An Album of Memories
Photographs store memories, and we can’t get enough of those. There’s something so sweet about pouring over family albums, rediscovering the past and sharing stories of “remember when?”
That was my feeling wandering the current exhibition, Celebrities: We Remember Them Well, at ArtsWestchester. Seeing Lyndon Baines Johnson on horseback…he appears somewhat regal and audacious. This is not the Johnson who lost the Democratic nomination to John Kennedy, but the strong, sure Johnson who led us past an assassination and presided over the Great Society. I will always ache remembering that time, and regret how sobering life was after Kennedy’s death. But here in ArtsWestchester’s galleries, Kennedy is at his best, in his defining debate with Richard Nixon. That was a time when debates meant something. Then for a short time, the Kennedy’s reigned over Camelot and we followed their family photos, like the one in the exhibit of Jackie, John and Caroline, like we followed our own.
Some of us are old enough to remember the lives, particularly those in the film world, destroyed during the fifties as a result of the McCarthy hearings.

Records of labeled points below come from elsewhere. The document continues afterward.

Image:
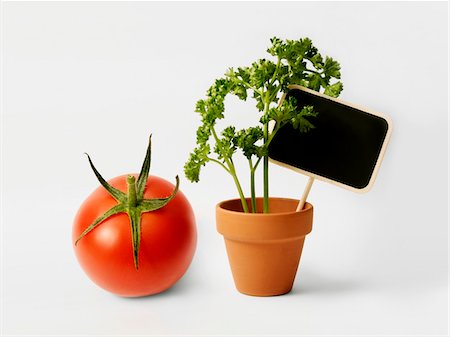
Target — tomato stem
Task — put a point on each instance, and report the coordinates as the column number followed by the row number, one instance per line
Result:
column 132, row 195
column 132, row 203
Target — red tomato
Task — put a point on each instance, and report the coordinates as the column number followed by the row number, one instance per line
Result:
column 167, row 245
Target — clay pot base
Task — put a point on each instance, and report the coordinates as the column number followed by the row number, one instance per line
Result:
column 264, row 250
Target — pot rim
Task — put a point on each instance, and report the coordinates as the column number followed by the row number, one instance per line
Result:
column 225, row 210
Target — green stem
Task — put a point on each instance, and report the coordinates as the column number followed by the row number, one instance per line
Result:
column 232, row 171
column 266, row 162
column 220, row 163
column 252, row 185
column 132, row 195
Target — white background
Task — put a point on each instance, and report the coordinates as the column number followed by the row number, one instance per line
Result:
column 99, row 77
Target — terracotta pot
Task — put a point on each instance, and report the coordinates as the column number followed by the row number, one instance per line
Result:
column 264, row 249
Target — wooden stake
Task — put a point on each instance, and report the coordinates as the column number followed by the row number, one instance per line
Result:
column 305, row 194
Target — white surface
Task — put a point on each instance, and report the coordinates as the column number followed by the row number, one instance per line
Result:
column 99, row 77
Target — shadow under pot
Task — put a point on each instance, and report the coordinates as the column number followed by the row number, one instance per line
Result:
column 264, row 249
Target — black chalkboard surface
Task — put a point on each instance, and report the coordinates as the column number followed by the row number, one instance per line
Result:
column 345, row 147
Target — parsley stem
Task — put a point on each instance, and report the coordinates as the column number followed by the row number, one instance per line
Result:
column 220, row 163
column 231, row 170
column 266, row 162
column 252, row 184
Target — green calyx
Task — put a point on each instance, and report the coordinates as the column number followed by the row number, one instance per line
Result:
column 132, row 203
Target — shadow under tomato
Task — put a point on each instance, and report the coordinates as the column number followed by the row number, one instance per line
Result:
column 183, row 286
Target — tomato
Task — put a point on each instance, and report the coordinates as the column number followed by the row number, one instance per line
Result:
column 128, row 261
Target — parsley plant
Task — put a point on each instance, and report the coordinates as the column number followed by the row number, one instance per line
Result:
column 295, row 62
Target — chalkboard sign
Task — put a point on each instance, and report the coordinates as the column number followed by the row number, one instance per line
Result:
column 345, row 147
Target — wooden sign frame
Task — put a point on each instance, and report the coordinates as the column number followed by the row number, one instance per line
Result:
column 328, row 180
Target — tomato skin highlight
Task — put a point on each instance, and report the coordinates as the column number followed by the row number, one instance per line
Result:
column 168, row 241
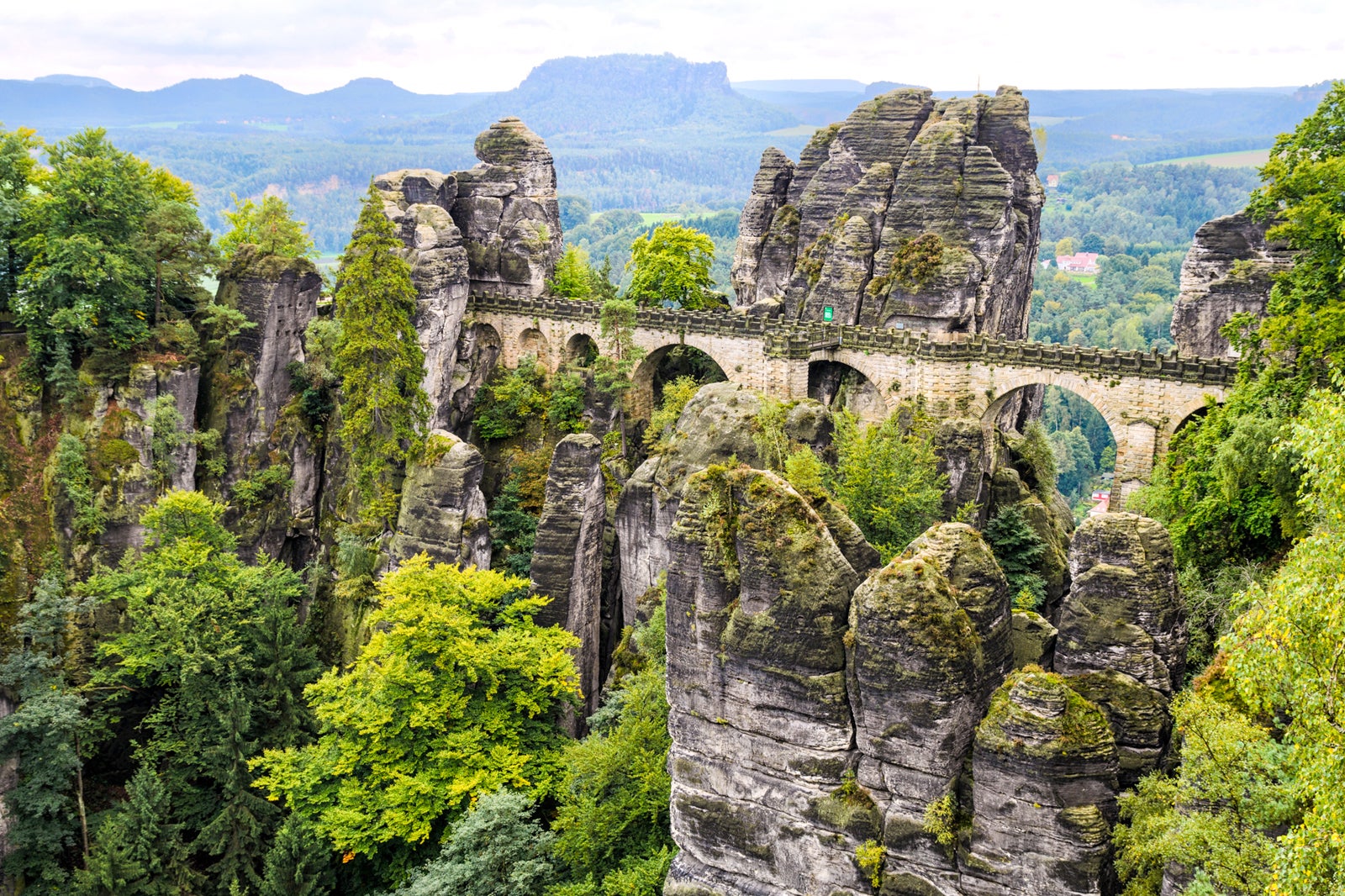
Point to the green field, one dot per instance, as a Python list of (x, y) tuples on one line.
[(1241, 159)]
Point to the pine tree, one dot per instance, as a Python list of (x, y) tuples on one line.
[(378, 356)]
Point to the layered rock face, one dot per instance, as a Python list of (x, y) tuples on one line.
[(716, 424), (978, 771), (443, 512), (914, 212), (1228, 271), (568, 553), (495, 226), (245, 403), (757, 595)]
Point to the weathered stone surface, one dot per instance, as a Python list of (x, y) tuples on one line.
[(928, 645), (419, 203), (1228, 269), (568, 553), (1123, 611), (1138, 716), (757, 595), (1046, 793), (770, 192), (715, 425), (903, 166), (245, 403), (508, 210), (443, 509), (961, 444), (124, 416), (1033, 640)]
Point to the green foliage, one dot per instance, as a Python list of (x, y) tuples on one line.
[(871, 857), (74, 478), (213, 645), (612, 822), (44, 732), (806, 472), (1037, 456), (511, 398), (941, 821), (298, 864), (1019, 551), (888, 481), (18, 171), (138, 849), (269, 226), (378, 354), (916, 261), (452, 697), (497, 849), (768, 434), (1304, 190), (1262, 737), (663, 421), (575, 277), (672, 266), (262, 486), (96, 235)]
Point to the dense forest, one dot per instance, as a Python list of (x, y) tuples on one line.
[(197, 716)]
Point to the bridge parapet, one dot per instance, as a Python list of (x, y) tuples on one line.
[(799, 340)]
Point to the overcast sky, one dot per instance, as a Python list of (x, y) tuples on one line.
[(450, 46)]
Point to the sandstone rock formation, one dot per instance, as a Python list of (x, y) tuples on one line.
[(1123, 634), (716, 424), (124, 417), (1046, 793), (1228, 271), (495, 226), (245, 401), (914, 212), (443, 509), (757, 595), (568, 553)]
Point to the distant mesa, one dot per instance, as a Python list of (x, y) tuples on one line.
[(74, 81)]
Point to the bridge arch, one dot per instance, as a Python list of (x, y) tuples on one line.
[(582, 347), (845, 378), (647, 380), (535, 342)]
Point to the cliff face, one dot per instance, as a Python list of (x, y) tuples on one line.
[(495, 226), (818, 714), (1228, 271), (914, 213)]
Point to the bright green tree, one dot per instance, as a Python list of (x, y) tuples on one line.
[(212, 646), (573, 277), (454, 696), (672, 264), (888, 481), (378, 354), (18, 172), (268, 225), (85, 288)]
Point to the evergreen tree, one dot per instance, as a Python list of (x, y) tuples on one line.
[(378, 354), (46, 804)]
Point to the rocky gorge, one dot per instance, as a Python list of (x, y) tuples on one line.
[(840, 725)]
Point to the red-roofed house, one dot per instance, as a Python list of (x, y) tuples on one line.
[(1078, 262)]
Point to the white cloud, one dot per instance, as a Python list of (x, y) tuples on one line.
[(451, 45)]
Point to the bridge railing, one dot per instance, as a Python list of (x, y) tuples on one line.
[(800, 340)]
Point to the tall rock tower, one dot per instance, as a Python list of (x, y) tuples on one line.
[(912, 213)]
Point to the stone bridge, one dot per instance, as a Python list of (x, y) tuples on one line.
[(1143, 397)]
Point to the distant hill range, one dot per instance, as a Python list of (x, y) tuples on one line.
[(627, 131)]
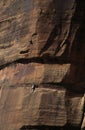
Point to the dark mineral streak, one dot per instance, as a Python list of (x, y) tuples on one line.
[(42, 64)]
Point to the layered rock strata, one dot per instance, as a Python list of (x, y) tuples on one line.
[(42, 58)]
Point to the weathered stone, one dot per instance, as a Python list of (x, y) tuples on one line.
[(42, 45)]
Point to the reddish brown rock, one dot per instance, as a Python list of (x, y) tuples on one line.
[(42, 78)]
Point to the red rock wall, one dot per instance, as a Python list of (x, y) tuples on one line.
[(42, 78)]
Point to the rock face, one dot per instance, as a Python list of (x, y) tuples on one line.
[(42, 63)]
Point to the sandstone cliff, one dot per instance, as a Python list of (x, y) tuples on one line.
[(42, 64)]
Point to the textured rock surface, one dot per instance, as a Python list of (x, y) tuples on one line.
[(42, 43)]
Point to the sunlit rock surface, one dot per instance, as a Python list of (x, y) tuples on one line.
[(42, 64)]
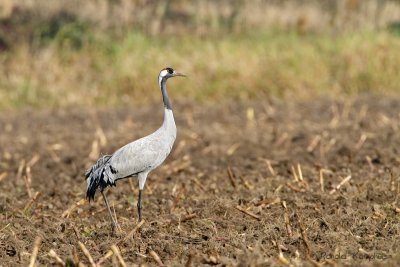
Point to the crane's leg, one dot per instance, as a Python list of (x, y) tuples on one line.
[(142, 180), (113, 222), (139, 205)]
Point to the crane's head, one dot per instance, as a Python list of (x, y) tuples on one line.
[(168, 73)]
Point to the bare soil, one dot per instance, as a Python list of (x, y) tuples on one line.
[(195, 213)]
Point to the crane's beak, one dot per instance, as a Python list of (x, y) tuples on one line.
[(179, 74)]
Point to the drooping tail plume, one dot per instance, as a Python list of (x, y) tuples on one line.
[(98, 176)]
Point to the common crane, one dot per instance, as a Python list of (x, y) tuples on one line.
[(137, 158)]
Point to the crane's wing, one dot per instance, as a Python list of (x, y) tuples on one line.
[(141, 155)]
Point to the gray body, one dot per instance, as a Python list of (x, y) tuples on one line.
[(137, 158), (143, 155)]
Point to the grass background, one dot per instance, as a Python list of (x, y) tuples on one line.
[(68, 53)]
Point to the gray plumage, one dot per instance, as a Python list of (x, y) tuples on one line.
[(137, 158)]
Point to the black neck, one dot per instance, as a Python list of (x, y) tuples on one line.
[(164, 93)]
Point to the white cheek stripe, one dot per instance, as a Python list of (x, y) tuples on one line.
[(163, 73)]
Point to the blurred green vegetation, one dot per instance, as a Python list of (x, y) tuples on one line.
[(65, 59)]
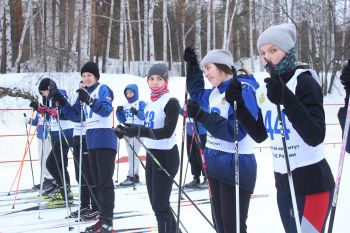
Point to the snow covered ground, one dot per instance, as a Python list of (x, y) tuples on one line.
[(132, 207)]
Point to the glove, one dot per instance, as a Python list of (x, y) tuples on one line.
[(133, 110), (58, 97), (34, 104), (120, 108), (234, 92), (85, 97), (42, 109), (27, 120), (191, 58), (345, 77), (193, 109), (52, 112), (117, 132)]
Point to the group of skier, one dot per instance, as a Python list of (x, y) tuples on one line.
[(234, 113)]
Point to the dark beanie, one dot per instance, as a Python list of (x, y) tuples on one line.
[(47, 84), (92, 68), (158, 69)]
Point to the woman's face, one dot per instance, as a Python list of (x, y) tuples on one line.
[(155, 81), (272, 53), (214, 75), (88, 79)]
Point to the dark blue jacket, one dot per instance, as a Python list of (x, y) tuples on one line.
[(100, 137), (220, 164)]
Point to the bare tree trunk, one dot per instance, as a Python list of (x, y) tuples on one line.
[(93, 30), (165, 39), (108, 46), (25, 27), (209, 25), (251, 46), (151, 33), (224, 44), (132, 51), (3, 43), (121, 33), (198, 29)]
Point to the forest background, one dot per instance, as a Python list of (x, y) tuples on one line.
[(127, 36)]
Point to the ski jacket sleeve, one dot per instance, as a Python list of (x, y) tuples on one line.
[(171, 110), (305, 110), (141, 111), (103, 104)]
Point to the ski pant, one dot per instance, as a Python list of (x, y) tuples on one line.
[(224, 204), (133, 162), (53, 162), (102, 163), (86, 195), (194, 156), (44, 149), (313, 210), (159, 186)]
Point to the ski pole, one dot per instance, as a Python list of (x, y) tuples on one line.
[(272, 70), (340, 169), (234, 73), (155, 160), (30, 154), (144, 167), (205, 169)]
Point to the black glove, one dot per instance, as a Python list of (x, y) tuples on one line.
[(345, 77), (193, 109), (34, 104), (120, 108), (118, 132), (133, 110), (56, 96), (132, 131), (191, 58), (85, 97), (234, 92)]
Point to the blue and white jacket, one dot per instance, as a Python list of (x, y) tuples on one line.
[(219, 148), (126, 116), (97, 136)]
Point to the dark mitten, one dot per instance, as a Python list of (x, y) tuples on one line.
[(345, 77), (59, 98), (133, 110), (119, 131), (85, 97), (193, 109), (34, 104), (191, 58), (234, 92)]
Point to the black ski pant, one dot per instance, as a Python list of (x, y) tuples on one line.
[(53, 162), (194, 155), (86, 195), (224, 203), (102, 163), (159, 186)]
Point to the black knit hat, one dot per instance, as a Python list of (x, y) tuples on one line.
[(47, 84), (92, 68)]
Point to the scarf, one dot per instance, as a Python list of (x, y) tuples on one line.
[(156, 93)]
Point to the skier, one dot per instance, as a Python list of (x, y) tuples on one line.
[(161, 115), (300, 98), (193, 152), (219, 122), (345, 80), (44, 145), (101, 140), (53, 162), (132, 113), (88, 209)]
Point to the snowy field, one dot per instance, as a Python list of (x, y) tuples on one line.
[(132, 207)]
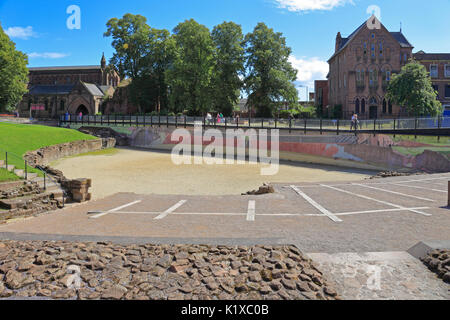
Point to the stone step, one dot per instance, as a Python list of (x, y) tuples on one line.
[(20, 173), (20, 202), (9, 168), (32, 175)]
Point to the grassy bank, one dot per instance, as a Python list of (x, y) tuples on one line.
[(18, 139)]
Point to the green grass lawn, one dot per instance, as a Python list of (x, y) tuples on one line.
[(18, 139), (7, 176)]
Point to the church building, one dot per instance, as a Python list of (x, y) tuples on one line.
[(53, 91)]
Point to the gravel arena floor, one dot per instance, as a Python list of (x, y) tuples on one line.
[(145, 172)]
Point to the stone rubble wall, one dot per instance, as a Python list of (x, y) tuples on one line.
[(109, 271), (44, 156), (438, 261)]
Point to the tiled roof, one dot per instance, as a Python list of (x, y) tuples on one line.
[(397, 36), (431, 56), (50, 89), (401, 39), (65, 68), (93, 89)]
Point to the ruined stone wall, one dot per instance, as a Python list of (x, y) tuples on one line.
[(45, 155)]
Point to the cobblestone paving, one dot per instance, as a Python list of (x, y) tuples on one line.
[(158, 272)]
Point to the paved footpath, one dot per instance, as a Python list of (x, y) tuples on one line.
[(380, 215)]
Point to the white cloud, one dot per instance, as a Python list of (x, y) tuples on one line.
[(309, 69), (311, 5), (20, 32), (47, 55)]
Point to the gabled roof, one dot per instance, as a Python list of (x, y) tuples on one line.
[(404, 43), (93, 89), (65, 68), (401, 39), (431, 56), (105, 89), (41, 89)]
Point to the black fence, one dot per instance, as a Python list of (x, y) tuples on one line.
[(438, 126)]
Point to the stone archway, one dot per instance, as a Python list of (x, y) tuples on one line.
[(373, 108), (78, 102), (82, 109)]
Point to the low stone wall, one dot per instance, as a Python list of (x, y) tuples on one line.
[(364, 151), (159, 272), (106, 134), (44, 156)]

There’s a photo of Senator McCarthy with Roy Cohn, just to remind us that witch hunting CAN happen in America.
Then, of course there are the movies, which for many of us became the great escape…Gene Kelly dancing on air…Marilyn, Hepburn, Sinatra, Angelica, Ava. The world inside those movie theaters made everything better, brighter, comforting. As an artist, I loved seeing images of great artists who for me had reached mythic proportions. Here in our gallery, a lifetime later, Pollack, De Kooning, Duchamp are both real people and great artists.
Life can sometimes be described in moments as are the beautiful moments in the lives of John Lennon and Yoko Ono captured by photographer Allan Tannenbaum. In a series of photos taken nine days before his death, we can remember John Lennon, not as a songster, but playful and abandoned in a whirl of love.
I remember Gloria Steinem, just as she is in photographs, beautiful, feminine, sassy and smart. She remains a finer role model for women of my generation than Bella Abzug and Betty Friedan, though I am grateful to all of them who helped improve the professional lives of women. Speaking of which, there’s Helen Gurley Brown, who is pictured in this exhibition as she always was, comfortable with herself. She made everything possible for all of us.
You too can stroll through this album. Your journey will be different than mine. But, remembering is a powerful thing.
“Celebrities: We Remember Them Well” is on view now through November 10, 2012, at ArtsWestchester, 31 Mamaroneck Avenue, White Plains.